Dancing bees reveal that U.K. cities offer more accessible food than the countryside
Researchers tapped into honeybees' waggle dances to map out where they've been
By watching honeybees dance for their hive mates, researchers have discovered that bees in some of the U.K.'s agricultural areas have to travel much farther than their urban counterparts to feed.
When honeybees return to the hive from foraging, they do a series of movements, called a waggle dance, to convey to their fellow bees where to find nectar.
"If the run is very long, that means the food is far away. And if it's short, the food is quite close. But that angle of the run relative to the top of the hive also tells the other bees about which direction they should fly in," Elli Leadbeater, author of the study and a professor of ecology and evolution at the Royal Holloway University of London, told Quirks & Quarks host Bob McDonald.
The study was published in the Journal of Applied Ecology.
Decoding the waggle
First decoded by Austrian ethologist Karl von Frisch in the 1920s, this dance involves the bees moving repeatedly in a figure eight pattern, wagging their rear end in the middle.
"I think it's amazing that these tiny creatures have such a sophisticated communication system," said Leadbeater. "We can capitalize on that, and we can translate their dances so that we can build maps of where they've actually been."
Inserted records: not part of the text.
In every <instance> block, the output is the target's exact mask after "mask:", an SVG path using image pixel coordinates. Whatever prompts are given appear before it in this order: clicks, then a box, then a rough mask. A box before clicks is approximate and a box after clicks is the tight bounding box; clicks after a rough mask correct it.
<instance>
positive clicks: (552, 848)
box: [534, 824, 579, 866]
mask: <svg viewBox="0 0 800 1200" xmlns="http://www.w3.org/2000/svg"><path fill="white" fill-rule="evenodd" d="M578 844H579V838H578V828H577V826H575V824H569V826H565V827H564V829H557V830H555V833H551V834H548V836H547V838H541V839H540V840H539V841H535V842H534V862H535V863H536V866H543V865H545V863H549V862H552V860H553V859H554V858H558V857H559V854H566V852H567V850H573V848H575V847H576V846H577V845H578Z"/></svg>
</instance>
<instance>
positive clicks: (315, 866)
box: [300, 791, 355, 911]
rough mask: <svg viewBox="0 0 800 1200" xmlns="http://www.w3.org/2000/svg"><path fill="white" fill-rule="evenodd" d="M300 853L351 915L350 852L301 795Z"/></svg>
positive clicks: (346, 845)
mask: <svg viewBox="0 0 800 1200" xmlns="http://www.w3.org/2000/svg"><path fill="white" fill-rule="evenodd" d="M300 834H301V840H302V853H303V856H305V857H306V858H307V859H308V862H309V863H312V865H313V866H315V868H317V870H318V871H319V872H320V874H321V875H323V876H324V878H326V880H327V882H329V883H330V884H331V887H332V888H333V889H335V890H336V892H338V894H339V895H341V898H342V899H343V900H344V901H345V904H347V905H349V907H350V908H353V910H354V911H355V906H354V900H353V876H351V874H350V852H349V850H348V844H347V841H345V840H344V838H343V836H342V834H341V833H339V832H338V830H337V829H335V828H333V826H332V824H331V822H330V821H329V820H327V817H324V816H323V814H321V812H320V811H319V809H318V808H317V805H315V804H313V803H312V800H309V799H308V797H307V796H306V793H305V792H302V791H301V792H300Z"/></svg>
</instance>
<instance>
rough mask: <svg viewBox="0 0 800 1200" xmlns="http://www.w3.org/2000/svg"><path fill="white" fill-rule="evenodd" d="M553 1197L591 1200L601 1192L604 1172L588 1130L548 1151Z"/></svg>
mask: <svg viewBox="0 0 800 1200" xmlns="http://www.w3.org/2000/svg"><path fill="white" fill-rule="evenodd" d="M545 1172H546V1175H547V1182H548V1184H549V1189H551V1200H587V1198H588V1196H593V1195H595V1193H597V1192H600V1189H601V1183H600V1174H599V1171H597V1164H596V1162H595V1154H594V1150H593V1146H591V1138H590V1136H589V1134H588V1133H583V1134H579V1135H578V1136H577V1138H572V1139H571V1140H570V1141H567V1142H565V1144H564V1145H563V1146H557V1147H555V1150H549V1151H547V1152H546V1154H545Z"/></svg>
Leadbeater and her team recorded videos of honeybees dancing at 10 hives in downtown London, England, and 10 hives in agricultural areas around the city, capturing a total of 2,827 waggle dances.
The team found that bees in urban areas had an average foraging distance of 492 metres, compared to bees in agricultural areas that had an average foraging distance of 743 metres.
Urban gardens better for bees than agriculture monocrops
The results were not what Leadbeater was expecting.
"We were quite surprised because we found that even though the urban areas are somewhere that you would think of as a kind of concrete jungle — and we were really looking in the very centre of London, so it is very concrete — we found that the bees were actually finding it easier to find food there than they were in the agricultural land," said Leadbeater.
She points to urban gardens and parks, which often have a variety of flowers that bloom year-round, as being hotspots for the bees. However, in agricultural areas, where only one type of crop dominates a large area, bees may not be able to find food as easily.
"Those crops are only there for a small amount of time and then they're gone. So it's a bit of a boom and bust scenario. We don't have the kind of diversity of forage that that we used to have, where we would have wildflowers, we'd have flowering hedgerows," said Leadbeater. "Bees need weeds. They need those flowers. They're a really important source of forage for them."
Her goal with this research was to understand the challenges bees are facing in different ecosystems.
"The aim behind this study was really to kind of use honeybees as a tool for surveying the landscape for other social bees, such as bumblebees, which often visit the same type of flowers as honeybees. We can say this is probably generally true for bumblebees as well, and those wild bees are the ones that we're looking to protect."
The solution, suggests Leadbeater, is encouraging farmers to allow a diversity of flowering plants around the edges of their fields.
"We've seen that gardens, which are very diverse and varied, are really good for bees, and we could look at trying to turn the countryside into something that's a little bit more similar to them," she said.